Accordo con i privati per il salvataggio del castello Fienga

Il Comune pensa a una partnership e lancia una proposta ma la titolarità rimarrebbe comunque in mano pubblica

La caserma Tofano è stata sistemata. Alla fine, tra chi ne voleva fare sede universitaria e chi una piazza o una villa comunale, ha vinto lo Stato affidandola al Ministero dei beni culturali.

Non è ancora chiaro quando, ma è certo che nel futuro del “Gran quartiere” ci sarà un centro polifunzionale – aree deposito, laboratorio di restauro e sale espositive – in cui confluiranno i reperti delle passate e delle future campagne di scavo.

In Sovrintendenza non parlano apertamente di museo, ma di struttura aperta a ricercatori, studiosi e gruppi di esperti. Seppur in maniera non onerosa, il Comune vuole comunque fare la sua parte. Ieri mattina il sindaco Manlio Torquato ha parlato con il soprintendente di Pompei Massimo Osanna e con la segreteria del ministro Dario Franceschini, chiedendo ad entrambi un incontro. Ora occorre occuparsi del castello Fienga. Qui nessun dicastero romano lo prenderà in carico.

Anche se, ironicamente, il presidente della Pro Loco Gino D’Angelo dice: «Come sta la situazione, solo il Ministero può intervenire per salvarlo. Solo il cortile è agibile. Il resto è nel totale oblio. Non può rimanere così. È una struttura che raccoglie secoli di storia, non può restare abbandonato». Tra le associazioni e la politica c’è unanimità.

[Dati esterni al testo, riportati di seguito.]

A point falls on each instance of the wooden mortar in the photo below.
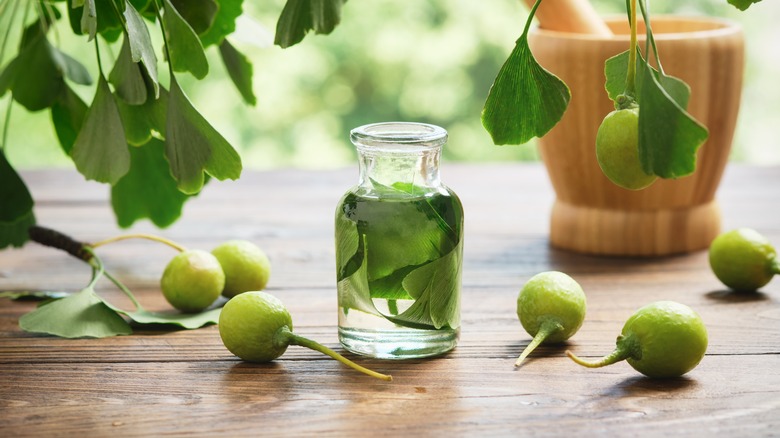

La struttura va riqualificata e riconsegnata alla città. «Abbiamo diverse idee – dichiara Gianfranco Trotta, consigliere delegato a seguire le sorti del Fienga – e nel piano triennale delle opere pubbliche abbiamo stanziato dei fondi per la sistemazione. La nostra idea è quella di rimettere tutto apposto e restituirlo alla città dal punto di vista archeologico e agronomico. I primi passi riguarderanno l’adeguamento della sala conferenze e del cortile».

Dopo un lungo periodo da protagonista, da quasi un decennio il maniero è vittima di un inesorabile destino. A segnare questo tempo l’attimo in cui si pensò di riqualificarlo, con tanto di progetto firmato dall’archistar Eduardo Souto de Mura. Una stagione eclissatasi da tempo. Ora bisogna rimettere insieme i cocci.

Lo stanno facendo i volontari dell’associazione “Ridiamo vita al castello”, che ha deciso di partire dal basso: «Siamo concentrati sulla pulizia delle aree circostanti il castello – afferma il presidente Giuseppe Gambardella –, consapevoli dell’importanza che riveste questa struttura dal punto di vista storico e architettonico». Sia Pro Loco che Ridiamo vita al castello si battono anche perché il tutto resti pubblico. «Il castello deve restare bene comune – aggiunge Gambardella –. Nulla va escluso, ma ci sono tanti modi per metterlo a reddito e non va dimenticato che è il simbolo della città. Fa parte del nostro patrimonio».

È della stessa opinione D’Angelo: «Il castello non deve andare ai privati. Sarebbe deleterio. Deve essere un centro culturale al servizio della provincia». Ci pensa Trotta a tranquillizzare la collettività: «La titolarità del castello resterà nelle mani del Comune. Siamo i primi a dire no ai privati». A Palazzo di Città si sta pensando al regolamento di gestione che resterà, dunque, in capo al Comune, seppur sono previste partnership private.